This is the actual point that is missing from the deliberations on this situation. The assessment that
The goal of a military at war is to break the enemy's ability to make war on your nation, not to merely kill people*.
is just plain wrong. That is how you fight a war, but that isn't (normally) why you go to war.
Except what I was speaking of was how they were fighting the war by computer simulation. They were not trying to win, they were killing people* simply because they were at war. The war had become its own justification, no longer a means to achieve a political goal.
*Actually worse than that, that were telling people to commit suicide.
A managed democracy is a wonderful thing... for the managers... and its greatest strength is a 'free press' when 'free' is defined as 'responsible' and the managers define what is 'irresponsible'.”

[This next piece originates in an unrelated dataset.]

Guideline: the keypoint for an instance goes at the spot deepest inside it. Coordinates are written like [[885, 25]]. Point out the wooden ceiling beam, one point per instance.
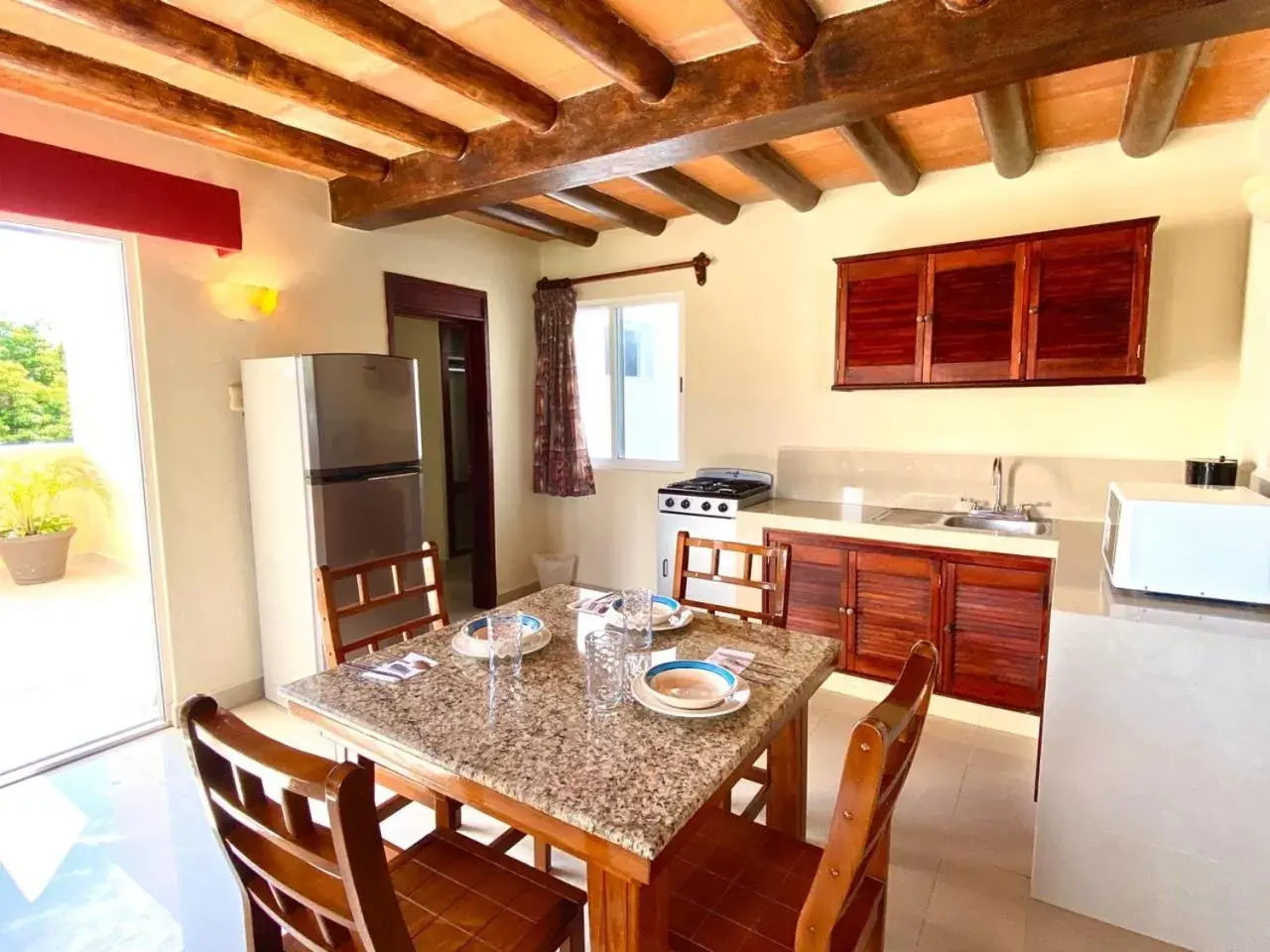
[[171, 31], [690, 193], [786, 28], [599, 36], [1005, 116], [769, 168], [541, 222], [44, 70], [394, 36], [1156, 90], [585, 198], [871, 62], [884, 153]]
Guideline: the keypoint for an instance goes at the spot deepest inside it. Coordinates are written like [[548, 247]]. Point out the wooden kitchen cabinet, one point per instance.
[[987, 613], [1052, 307], [994, 625]]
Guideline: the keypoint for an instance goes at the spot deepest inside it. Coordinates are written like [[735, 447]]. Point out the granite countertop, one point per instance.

― Robert A. Heinlein, The Moon Is a Harsh Mistress
BlackoutCreature2 wrote: ↑Wed Nov 24, 2021 2:01 pm
I always found a lot of aspects of the premise of this episode to be kinda stupid. What's the goal of the war? What needs to happen for one side to declare victory? If it's just to destroy the enemy, then why would you care if their culture can thrive? It all makes no sense.
The Goal: To avoid loss of face, having waded into a forever war, by being able to declare victory.
Victory Condition: To ensure the other side loses face by admitting defeat.
The Why: Both sides are near enough matched in pride and weaponry to not be forced into admitting defeat.
It isn't about having a war; it is about not having to admit to having lost a war, but fearing if they actually seriously go to war they might very actually lose. The only way to ensure that their own culture thrives is to allow the otherside to also do so. Hence the compromise. It is very Cold War, especially with no proxies to do the dying for them. Don't you remember the slogan of "Better dead than Red", a real and actual Cold War era political slogan.